= Suffocation in ash =

Method of capital punishment

Suffocation in ash is a method of capital punishment in which an individual is suffocated in some way by being immersed into ash so as to cause asphyxiation. The practice is attested to have been used in the ancient Near East and Mexico.

==History==

===Ancient Persia===

Ctesias reports this method from ancient Persia, but modern historians doubt the use of this method due to the contested nature of Ctesias as an informant and the fact that it is not recorded in older Near Eastern traditions. According to Ctesias, in ancient Persia, there existed an execution method where a tower/room was filled with ash, into which a condemned person was plunged. Wheels were constantly turned while he was alive, making the ash whirl about, and the person died by gradual suffocation as he inhaled the ash.
The description can be found in Valerius Maximus and .

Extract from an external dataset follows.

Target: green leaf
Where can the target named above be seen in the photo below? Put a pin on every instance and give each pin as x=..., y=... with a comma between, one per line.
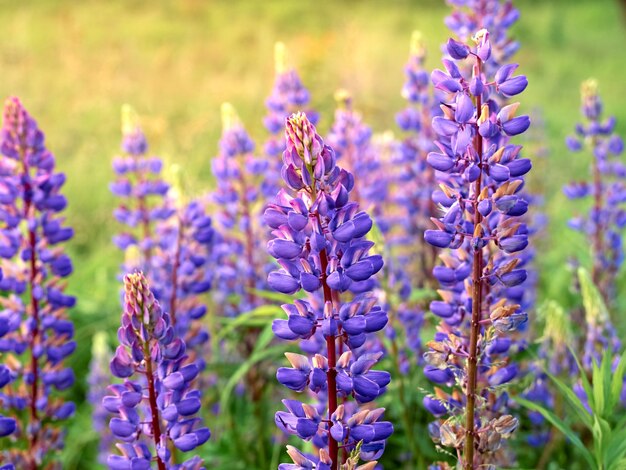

Reputedly, the first to suffer this punishment was Sogdianus. He killed his half-brother Xerxes II around 423 BC. Another half-brother, Ochus (later called Darius II) rebelled against him, and killed Sogdianus in this manner because he had promised Sogdianus he would not die by the sword, by poison or by hunger. At the instigation of his wife Parysatis, Darius II had his brother, Arsites, executed in the same manner for rebellion, along with Arsites' general Artyphius. Some time later, a rebelling general Pisuthnes met the same fate.

===Seleucid Empire===

In about 162 BC, Menelaus, Jewish high priest at Jerusalem was apparently put to death in this manner by Lysias, regent for Antiochus V, on charges of rebellion.

===Texcoco===

Nezahualcoyotl, a 15th-century, pre-Columbian, non-Aztec Acolhuan ruler of Texcoco in modern Mexico, designed a law code that is partially preserved. Those who had engaged in the active role of homosexual anal intercourse were suffocated in a heap of ash. Their passive partners had their intestines pulled out, then their bodies were filled with ash, and finally, were burnt.